ーー新CEOのマイケル・ライターズ氏は、マクラーレンのプロダクトについて、まずクオリティのさらなる向上が必要とコメントしていましたが、すでに750Sではその結果は表れているのでしょうか?

「新たなクオリティ・コントロールに関しては、2つの点でコメントができると思います。1つは新しくさらに厳しいプロダクトのチェックシステムが生産ラインに導入されたこと。もう1つはエンジニアリング面での改善です。たとえばフロントバンパーをワンピースの構造とすることなど、クオリティに悪影響を与える可能性がある部分は徹底的にその設計を見直しました」

ーー750Sは、マクラーレンが現在シリーズ生産するモデルの中では最もパワフルで軽量なモデルです。(ここから30%のコンポーネントを刷新し、クーペでは0-100km/h加速で2.8秒という驚異的な運動性能を実現しているだけに、やはり市場での注目度は高いはず) 現段階での販売状況はどの程度のものなのでしょう?
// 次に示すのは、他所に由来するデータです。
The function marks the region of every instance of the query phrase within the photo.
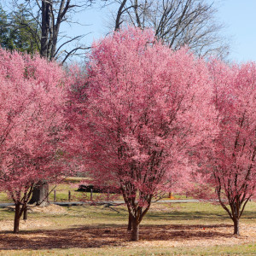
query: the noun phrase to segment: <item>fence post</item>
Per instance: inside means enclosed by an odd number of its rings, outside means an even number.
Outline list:
[[[68,190],[68,201],[71,201],[71,192],[70,192],[70,190]]]
[[[90,189],[90,200],[92,201],[92,189]]]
「2023年分の枠は、すべて完売している状況です。ちなみに我々は、750Sの生産期間は720Sの半分、約3年間と計画しており、したがって全生産台数も720Sの半数という結果になるでしょう。750Sに続く次世代のモデルは、常に見据えているとコメントしておきます」

1番の進化点はどこ?

ーーさまざまな部分が720Sから刷新された750Sですが、特にその違いを体験してほしいのはどこでしょうか?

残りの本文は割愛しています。